Slated to begin in 1995, the Nielsen Hispanic Panel will join the 47,000 homes currently using the company's hand-held scanners to record purchases.
Current efforts to survey Hispanic buying patterns are limited to questionnaires, often an obstacle for consumers who don't speak English, said Marilyn Mitchell, VP at Hispanic Market Connections, Los Altos, Calif.
As a result, little is known about this important segment's purchas- ing patterns.
Nielsen and Hispanic Market Connections intend to recruit 1,000 to 1,500 households in each of three to six urban markets, beginning in Los Angeles.
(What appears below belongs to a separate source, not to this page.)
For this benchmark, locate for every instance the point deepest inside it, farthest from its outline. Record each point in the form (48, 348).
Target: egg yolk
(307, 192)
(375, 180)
Like any new immigrant population, Hispanic households tend to be younger, Ms. Mitchell said. Marketers of products from diapers to cookies and crackers to children's clothes will find the data particularly valuable, she added.
Like Nielsen's current household panel, the Hispanic group will correlate purchases with media usage, giving marketers insight into the effectiveness of advertising and promotion, said Robert Tomei, VP-product manager for Nielsen Consumer Information Services.
In addition to Los Angeles, marketers are particularly interested in Miami, Houston, Chicago and New York, Ms. Mitchell said. "There's a lot of difference in selling to Cubans in Miami, Mexicans in L.A. and Puerto Ricans and Dominicans in New York."